El título del libro de Althusser, escrito en 1985 pero publicado, con carácter póstumo, en 1992, parece dar la razón a Fukuyama: sí, la historia ha terminado, ¡qué largos se hacen los días que quedan!, ¡cuánto dura el porvenir! Nunca creyó Althusser en el poder de la voluntad en la historia, y la inteligencia, por su parte, no nos da muchas esperanzas. Sólo se podría albergarlas en esos pequeños islotes de comunismo en los que no reinan las relaciones mercantiles, movimientos sociales que nada indica vayan a ser hegemónicos. El único consuelo es pensar con Marx “que la historia tiene más imaginación que nosotros”, porque ninguna esperanza cabe en relación con el comunismo real.

En este libro, el juicio de Althusser con respecto al Partido Comunista y al Estado socialista será contundente e inapelable: “son la mierda”.
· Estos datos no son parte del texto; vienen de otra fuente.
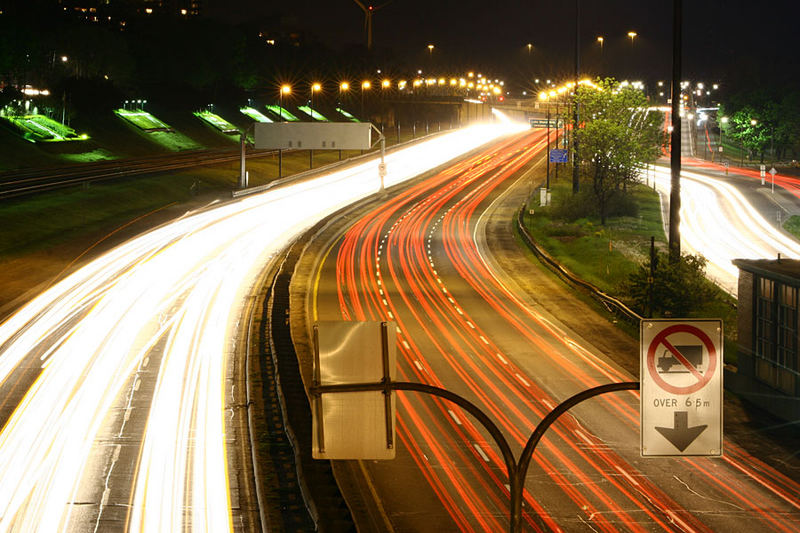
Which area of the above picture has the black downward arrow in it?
[656,411,708,452]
Hugo H. M. Enomiya Lasalle,

El zen

La conocida boutade de Malraux –“el siglo xxi será místico o no será”– puede traducirse como el imperativo de ser místico para ser. El mejor remedio para no dejarse vencer por la tendencia contemporánea hacia el nihilismo es el esfuerzo por abrirse al mundo del espíritu.
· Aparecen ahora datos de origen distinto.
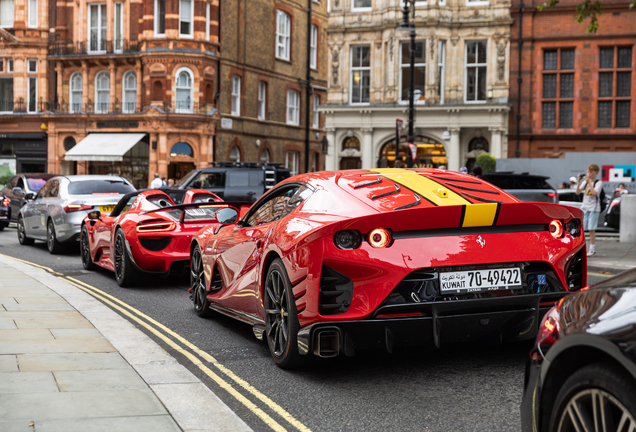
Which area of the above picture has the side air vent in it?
[565,250,583,291]
[139,237,172,252]
[318,266,353,315]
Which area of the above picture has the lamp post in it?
[396,0,416,168]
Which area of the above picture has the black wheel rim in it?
[115,234,124,280]
[46,222,55,251]
[265,269,289,357]
[80,227,91,266]
[190,249,206,312]
[557,388,636,432]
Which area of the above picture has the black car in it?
[170,162,289,203]
[521,269,636,432]
[0,173,55,222]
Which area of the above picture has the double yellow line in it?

El jesuita alemán Hugo Lasalle, nacido en 1898, maestro zen, misionero en los barrios pobres de Tokio y elogiado por el mismísimo padre Arrupe, ha sido la figura pionera en la introducción del zen en ámbitos católicos. La meditación zen puede ayudarnos a percibir al Cristo universal que, como ya había indicado Teilhard de Chardin, se transparenta de alguna forma en el mundo y en la naturaleza. A diferencia de determinadas formas folklóricas de orientalismo, el zen, como demuestra Lasalle, es un método plenamente compatible con el cristianismo y guarda profundas semejanzas con lo mejor de la tradición mística cristiana desde La nube del no saber hasta San Juan de la Cruz, pasando por Ruysbroek y Tauler. En las dos últimas décadas, muchos cristianos, insatisfechos con el clima espiritual y con las expresiones estéticas de la Iglesia actual, han acudido a técnicas zen para profundizar en una vía de oración y de silencio. En España, la figura de Ana María Schlüter, maestra zen que me descubrió al padre Lasalle a finales de los 80, está desempeñando un notable papel en la difusión de esta vía.

Lejos de plantearse como una huida del mundo, la interioridad siempre fue una fuerza transformadora que contribuyó a eliminar las barreras entre hombres y religiones. La santidad, como dijo Mounier, es un auténtico programa político y no puede haber santidad sin oración.